Here are some of the tenets of condomism:

  • Every person capable of giving meaningful consent is entitled to unlimited sexual activity.

  • What's entitlement got to do with it? Biology dictates that sex will happen. Do we (the Condomists, I mean) have to go through individual records to prove that sex happened as long as there have been records (at least), or do you stupid abstinence-only fucks believe that poor nutrition caused that high percentage of children to be born seven months after their parents' marriages? The difference now is that the stigma on sexual activity has dropped so we're not forced into marriages with people with whom we'll have no relationship at all, or a one-sided or forced or abusive relationship, within a couple years (and still be stuck, because the divorce taboo dropped with the sexual revolution, too).

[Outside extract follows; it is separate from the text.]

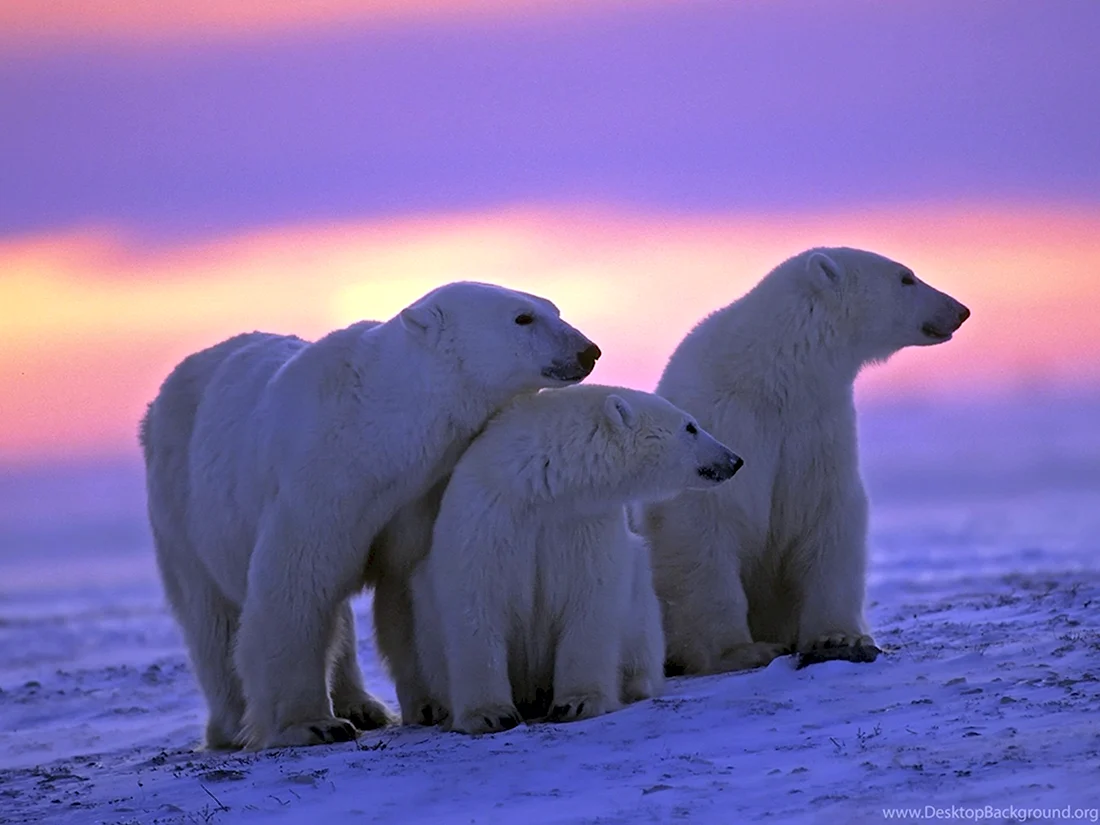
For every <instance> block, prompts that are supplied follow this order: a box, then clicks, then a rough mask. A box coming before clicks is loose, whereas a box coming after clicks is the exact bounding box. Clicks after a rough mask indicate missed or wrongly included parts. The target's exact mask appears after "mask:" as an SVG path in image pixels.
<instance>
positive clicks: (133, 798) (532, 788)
mask: <svg viewBox="0 0 1100 825" xmlns="http://www.w3.org/2000/svg"><path fill="white" fill-rule="evenodd" d="M1098 421H1100V401H1096V400H1088V399H1069V400H1067V399H1060V400H1058V399H1037V400H1034V401H1031V403H1026V404H1024V403H1012V404H1009V403H1002V404H997V405H994V404H986V405H972V406H969V407H965V406H957V407H950V408H948V407H931V408H919V407H914V406H913V405H905V404H899V405H897V406H894V407H879V408H871V409H867V410H865V411H864V415H862V417H861V429H862V436H864V454H862V459H864V464H865V469H866V476H867V480H868V486H869V491H870V494H871V498H872V514H873V515H872V530H871V548H872V549H871V554H872V568H871V573H870V588H869V592H870V598H871V607H870V616H871V620H872V625H873V627H875V629H876V638H877V639H878V641H879V642H880V645H882V646H883V648H884V650H886V653H884V654H883V656H882V657H880V658H879V660H878V661H877V662H875V663H873V664H853V663H847V662H829V663H826V664H818V665H813V667H810V668H806V669H803V670H796V669H795V668H794V663H793V661H791V659H789V658H787V659H781V660H778V661H775V662H773V663H772V664H771V665H770V667H769V668H767V669H763V670H760V671H756V672H751V673H746V674H729V675H723V676H707V678H682V679H675V680H672V681H671V683H670V685H669V690H668V692H667V694H665V695H664V696H663V697H661V698H659V700H654V701H650V702H645V703H640V704H637V705H634V706H630V707H628V708H625V709H623V711H620V712H618V713H614V714H610V715H607V716H604V717H601V718H597V719H591V720H586V722H580V723H573V724H568V725H530V726H525V727H520V728H516V729H514V730H509V731H507V733H503V734H498V735H495V736H487V737H481V738H470V737H464V736H461V735H458V734H442V733H439V731H437V730H434V729H430V728H397V729H389V730H385V731H381V733H373V734H365V735H363V736H362V738H361V739H360V740H359V741H356V742H351V744H346V745H339V746H331V747H317V748H308V749H296V750H277V751H265V752H259V753H240V755H221V753H206V752H201V751H197V750H195V744H196V741H197V739H198V737H199V735H200V733H201V726H202V719H204V708H202V703H201V698H200V696H199V694H198V692H197V689H196V686H195V684H194V681H193V678H191V675H190V672H189V670H188V664H187V659H186V656H185V653H184V650H183V648H182V642H180V638H179V634H178V631H177V629H176V627H175V625H174V624H173V621H172V619H171V617H169V616H168V615H167V613H166V610H165V607H164V602H163V597H162V595H161V591H160V586H158V583H157V581H156V577H155V571H154V568H153V563H152V555H151V550H150V539H149V536H147V529H146V527H145V524H144V499H143V491H142V486H141V485H142V478H141V474H140V472H139V471H138V470H136V469H135V467H134V466H133V465H130V464H120V465H110V466H91V467H46V469H41V470H36V471H20V472H15V471H11V472H8V473H7V474H3V475H0V822H11V823H22V822H48V823H59V824H61V823H143V824H144V823H206V822H210V823H249V822H257V823H259V822H264V823H267V822H272V823H299V822H301V823H316V822H333V823H337V822H344V821H355V822H360V821H361V822H399V823H437V822H455V823H515V822H522V823H525V824H526V825H537V824H539V823H565V822H570V823H573V822H577V823H580V822H585V823H597V822H598V823H631V824H632V823H646V822H665V821H683V822H690V823H735V822H749V821H757V820H767V821H771V822H784V823H785V822H792V823H803V822H805V823H816V822H837V823H873V822H882V821H883V820H884V818H886V816H884V813H883V810H884V809H915V810H916V811H915V812H916V814H920V816H914V815H912V814H913V812H912V811H911V812H910V813H909V814H908V815H895V816H893V817H892V820H893V821H898V822H916V821H921V820H922V818H932V817H931V816H928V814H934V813H936V811H935V810H934V809H939V811H938V813H939V814H942V816H941V817H939V818H950V817H949V815H950V814H953V813H954V818H955V820H956V821H958V820H964V821H965V818H966V817H967V816H969V818H971V820H976V818H982V820H985V821H986V822H1010V821H1015V820H1014V818H1013V817H1015V818H1016V820H1020V818H1025V817H1024V815H1031V818H1032V821H1043V820H1049V821H1058V820H1057V818H1055V817H1054V816H1048V814H1053V813H1058V814H1059V815H1060V814H1065V813H1068V814H1069V815H1070V821H1073V818H1074V817H1075V815H1077V817H1076V821H1079V822H1097V821H1098V820H1100V815H1098V810H1097V809H1098V806H1100V790H1098V788H1097V785H1096V784H1093V783H1095V782H1096V781H1097V766H1098V762H1100V723H1098V722H1097V719H1098V713H1097V708H1100V627H1098V614H1100V552H1098V551H1100V425H1098V423H1097V422H1098ZM367 608H368V602H367V599H366V598H365V597H364V598H362V599H359V602H357V603H356V613H357V617H359V627H360V631H361V643H360V658H361V661H362V664H363V668H364V671H365V673H366V678H367V683H368V684H370V685H373V687H374V689H375V690H376V691H377V692H378V693H379V694H381V695H383V696H384V697H385V698H387V700H388V701H390V702H393V701H394V696H393V687H392V685H390V684H389V683H388V681H387V680H386V679H385V678H384V675H383V674H382V673H381V671H379V669H378V665H377V662H376V660H375V658H374V651H373V646H372V643H371V641H370V631H368V623H367ZM953 806H954V810H953ZM987 806H989V807H988V809H987ZM1067 806H1068V809H1069V811H1068V812H1067V811H1066V810H1065V809H1067ZM1022 809H1041V810H1037V811H1022ZM1054 809H1057V812H1055V811H1052V810H1054ZM1078 814H1079V815H1078Z"/></svg>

    By the way, this is what happens when people place a high priority on abstinence. It doesn't happen, and the people who have had sex become convinced that they have done something horrible and dirty, and will hide it at any cost.

  • All negative consequences of sexual activity can be controlled through the use of contraception. Sexual Transmitted Diseases can be controlled through the use of condoms. The probability of pregnancy can be eliminated through contraception, properly used.

  • Eliminated? No, but reduced more than abstinence-only programs have managed. Because those programs get the wrong ideas in the heads of young, unmarried people who are, in fact, likely to have sex, and who were almost as likely to go have sex sixty or two hundred years ago, and those who become sexually active do so with no idea how to protect themselves, in the event of sexual activity, leading to higher disease rates and more abortions (or more children left in garages because their mom's can't admit to them).

  • No one is required to give birth to a baby in the event of pregnancy. Abortion, for any reason or no reason, at any time during pregnancy, is an absolute entitlement.

  • Some of us have noticed that making abortion illegal or difficult to get does not reduce the number of abortions significantly. It does, however, increase the risk of women dying of infections after unsafe illegal abortions. It also decreases the risk of fully-formed babies dying, neglected by mothers who can't care for them (emotionally, financially, or otherwise).

  • Any negative consequences of sexual activity that cannot be handled by contraception or abortion are not worth talking about.

  • Anything is worth talking about. Liberals who would silence those who disagree with them aren't worthy of the name. However, we don't feel as though those who express those opinions, promoting ideology over facts, need to be in top policymaking government positions on sexual education and policy.

    Tuesday, December 05, 2006

    Well... duh.

    (Mari-jew-ana's baad, mm-kay?)

    Friday, December 01, 2006

    Any Fundamentalist or other Biblical literalist who is outraged by this, take note: Your Bible is all for this practice. Read the Torah again. I'll wait.

    On a cuter note, the kid went to see "Babes in Toyland" at the local dance theater company today. "How was the ballet?" we asked him. "OK, but it didn't really have Babe in it." I try not to just collapse in giggles when things like that happen, but sometimes, I can't help it.